Peach Variety Detection Using Vis-Nir Spectroscopy

INTRODUCTION

Accurately identifying peach varieties is critical to ensuring agricultural quality and meeting market demands. Traditional methods for identifying many peach species such as DNA analysis, gas chromatography, and amino acid composition, are often labor-intensive, time-consuming, and expensive. In order to overcome these limitations, VIS-NIR (visible and near-infrared) spectroscopy was proven to be a powerful tool. The technique measures the reflectance of light in the visible and near-infrared ranges, providing detailed information about the internal composition and properties of a sample in a non-destructive manner. When combined with advanced data analysis methods, VIS-NIR spectroscopy can quickly and accurately classify fruit varieties based on their unique spectral signatures. This application note explores how different peach varieties can be detected using a VIS-NIR spectrometer, highlighting its potential to revolutionize quality control in the agricultural sector.

METHOD

To predict different types of peach, a model was established by using VIS-NIR spectral variables as an input, and the final output was the prediction results of peach varieties. VIS-NIR (visible and near-infrared) spectroscopy is a powerful analytical technique that measures the light reflectance of a sample in the visible and near-infrared regions. The model trained using spectral data produced highly accurate results.The training dataset consisted of 350 peach samples, the first test dataset consisted of 75 peach samples, and the second dataset consisted of 75 peach samples, with the same number in each species. Training and validation datasets are used to optimize the model. By comparing the test dataset and the train dataset, the model can classify different types of peach. The chart of the training and test process are shown in Fig 1.

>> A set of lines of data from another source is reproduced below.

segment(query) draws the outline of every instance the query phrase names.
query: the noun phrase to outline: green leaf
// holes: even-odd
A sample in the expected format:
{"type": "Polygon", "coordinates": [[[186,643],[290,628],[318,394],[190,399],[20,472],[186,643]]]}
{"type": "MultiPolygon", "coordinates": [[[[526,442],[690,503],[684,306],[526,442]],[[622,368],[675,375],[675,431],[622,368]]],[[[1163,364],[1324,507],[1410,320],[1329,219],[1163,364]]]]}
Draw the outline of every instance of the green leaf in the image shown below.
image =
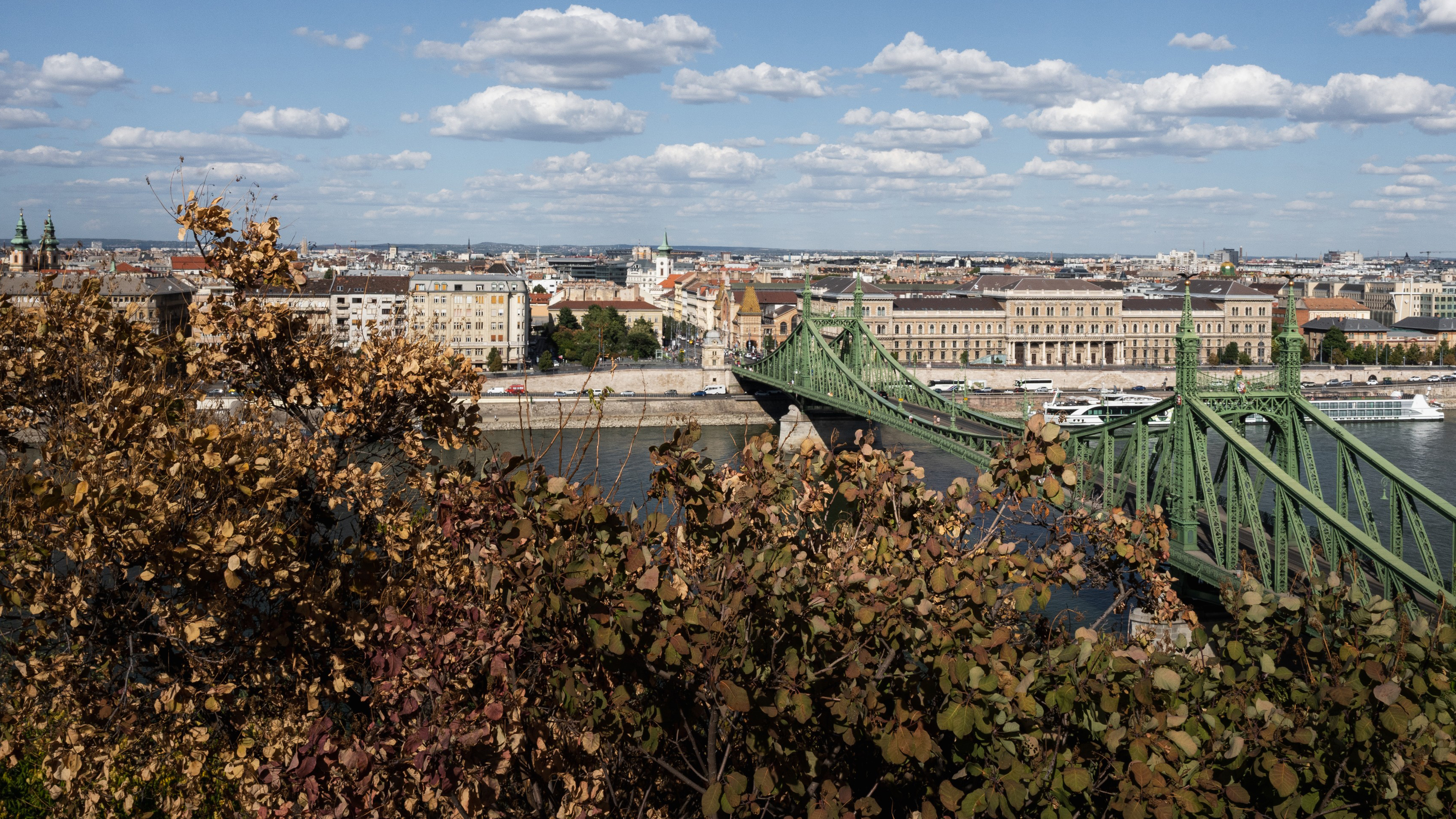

Figure 1 The chart of training and test process

The results of five different peach samples are shown in Figure 2, where the red curve represents the spectrum of "Zao Yanhong" peach, the green curve represents the spectrum of "Zaofengwang" peach, the purple curve for the spectrum of "Taqiao" peach, the olive curve is the spectrum of "Baifeng" peach, and the black curve for the spectrum of "Yin Shuanghong" peach.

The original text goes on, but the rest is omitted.